Der sagt ja auch dass die Sourcen invalid sind, nicht dass er sie net finden kann.

----------

## Evildad

Schau mal bitte in die verlinkten Sourcen und schau ob es dort das .config File gibt.

Die Fehlermeldung sagt nämlich wie du in meinem Code Block siehtst, dass er sie nicht finden kann.

Und wenn er Sie nicht findet ist sie invalid ...

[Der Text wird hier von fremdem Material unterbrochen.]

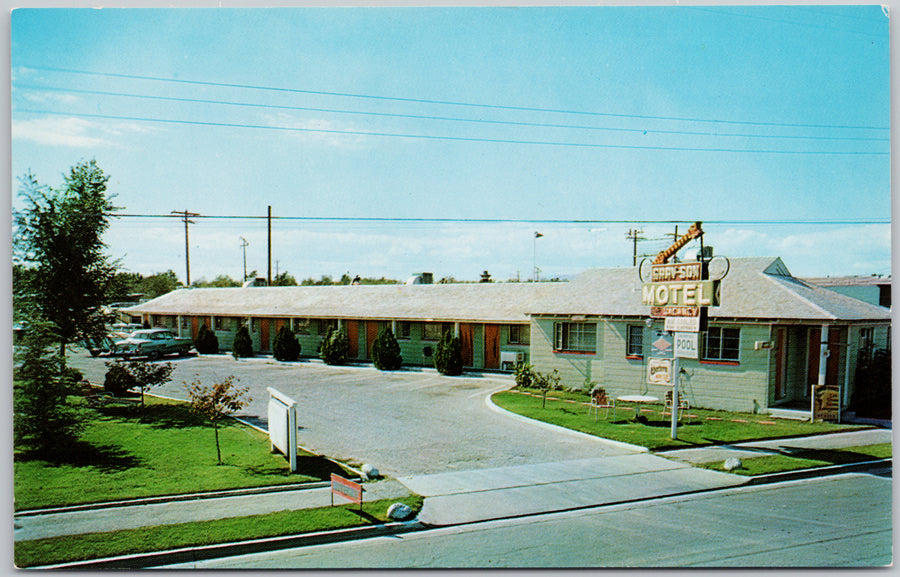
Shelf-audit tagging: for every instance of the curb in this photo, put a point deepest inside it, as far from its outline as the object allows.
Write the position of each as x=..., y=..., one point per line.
x=195, y=554
x=174, y=498
x=558, y=429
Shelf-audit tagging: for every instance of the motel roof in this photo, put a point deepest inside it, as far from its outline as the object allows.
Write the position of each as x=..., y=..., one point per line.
x=755, y=288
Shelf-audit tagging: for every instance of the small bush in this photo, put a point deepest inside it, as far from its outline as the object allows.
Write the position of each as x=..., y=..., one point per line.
x=448, y=358
x=207, y=343
x=386, y=351
x=286, y=346
x=243, y=344
x=335, y=347
x=118, y=380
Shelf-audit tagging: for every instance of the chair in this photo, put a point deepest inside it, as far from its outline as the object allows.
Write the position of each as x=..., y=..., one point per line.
x=599, y=400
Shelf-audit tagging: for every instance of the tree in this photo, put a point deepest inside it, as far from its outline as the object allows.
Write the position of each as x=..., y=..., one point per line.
x=59, y=236
x=386, y=351
x=448, y=358
x=159, y=284
x=284, y=279
x=286, y=347
x=121, y=377
x=217, y=402
x=243, y=344
x=335, y=347
x=207, y=342
x=42, y=419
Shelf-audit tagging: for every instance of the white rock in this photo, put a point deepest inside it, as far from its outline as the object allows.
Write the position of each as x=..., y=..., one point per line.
x=733, y=463
x=370, y=472
x=399, y=511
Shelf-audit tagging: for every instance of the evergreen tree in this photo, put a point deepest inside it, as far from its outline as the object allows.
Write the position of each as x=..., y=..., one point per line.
x=335, y=347
x=386, y=351
x=286, y=346
x=448, y=358
x=243, y=344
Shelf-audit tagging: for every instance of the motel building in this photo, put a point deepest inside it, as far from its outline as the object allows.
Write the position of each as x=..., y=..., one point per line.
x=771, y=337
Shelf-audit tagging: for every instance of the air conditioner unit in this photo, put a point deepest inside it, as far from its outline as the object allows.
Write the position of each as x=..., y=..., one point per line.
x=509, y=359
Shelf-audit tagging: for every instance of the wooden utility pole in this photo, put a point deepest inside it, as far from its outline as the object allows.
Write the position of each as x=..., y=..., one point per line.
x=186, y=217
x=634, y=235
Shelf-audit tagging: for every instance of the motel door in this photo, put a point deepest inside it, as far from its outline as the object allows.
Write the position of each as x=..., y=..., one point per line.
x=466, y=343
x=371, y=335
x=353, y=337
x=492, y=346
x=264, y=334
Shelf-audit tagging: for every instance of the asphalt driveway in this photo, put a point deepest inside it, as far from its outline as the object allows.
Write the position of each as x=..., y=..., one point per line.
x=408, y=422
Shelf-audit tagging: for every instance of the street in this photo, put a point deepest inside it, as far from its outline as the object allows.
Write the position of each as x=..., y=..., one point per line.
x=839, y=521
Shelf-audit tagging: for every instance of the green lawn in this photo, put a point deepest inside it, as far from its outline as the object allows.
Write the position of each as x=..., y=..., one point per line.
x=125, y=453
x=706, y=428
x=165, y=537
x=806, y=459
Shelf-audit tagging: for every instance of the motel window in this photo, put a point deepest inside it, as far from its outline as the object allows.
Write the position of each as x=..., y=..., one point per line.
x=300, y=326
x=635, y=346
x=325, y=325
x=575, y=337
x=434, y=331
x=723, y=344
x=866, y=344
x=519, y=334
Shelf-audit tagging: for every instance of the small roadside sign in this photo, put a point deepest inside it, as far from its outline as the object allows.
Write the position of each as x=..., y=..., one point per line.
x=687, y=345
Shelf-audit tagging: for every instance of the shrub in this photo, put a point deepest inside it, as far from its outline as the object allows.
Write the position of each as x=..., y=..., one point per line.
x=386, y=351
x=243, y=344
x=207, y=343
x=448, y=358
x=286, y=346
x=118, y=380
x=335, y=347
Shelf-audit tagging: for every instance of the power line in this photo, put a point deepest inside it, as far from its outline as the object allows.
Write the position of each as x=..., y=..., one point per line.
x=433, y=101
x=443, y=118
x=455, y=138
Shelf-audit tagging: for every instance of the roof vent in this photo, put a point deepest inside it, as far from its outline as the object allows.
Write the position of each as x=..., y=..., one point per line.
x=421, y=278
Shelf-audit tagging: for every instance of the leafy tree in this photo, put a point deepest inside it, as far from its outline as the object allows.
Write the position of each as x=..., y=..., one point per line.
x=284, y=279
x=159, y=284
x=207, y=342
x=42, y=419
x=217, y=402
x=243, y=344
x=59, y=236
x=335, y=347
x=121, y=377
x=386, y=351
x=286, y=347
x=448, y=358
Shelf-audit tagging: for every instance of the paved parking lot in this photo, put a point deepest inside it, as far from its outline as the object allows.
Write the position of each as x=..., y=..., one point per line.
x=406, y=422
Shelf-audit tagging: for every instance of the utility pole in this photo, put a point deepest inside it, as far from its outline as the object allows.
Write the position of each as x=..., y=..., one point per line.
x=185, y=216
x=634, y=235
x=244, y=245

Und falls die Config existiert, hast du die Config einfach von dem alten Kernel reinkopiert und den Kernel übersetzt oder hast auch  noch ein make oldconfig vorangeschoben?Last edited by Evildad on Sat Feb 02, 2008 11:52 am; edited 1 time in total

----------

## HoloDoc

okay danke für deine Tipps!

Hab einfach den Link nochmal manuell neu gesetzt und jetzt funzt es, scheinbar war das (trotz der Ausgabe oben) nicht anders gelinkt.

----------

## schachti

Damit bei einem Update des Kernels der Symlink automatisch gesetzt wird, kannst Du das USE flag symlink aktivieren.

----------

## HoloDoc

danke hatte ich aktiviert aber irgendwie hat der net umgelinkt bzw nur halb, da bei ls -la ja der richtige Linkpfad angegeben war...

Komisch, aber is ja auch egal, funzt ja nu

----------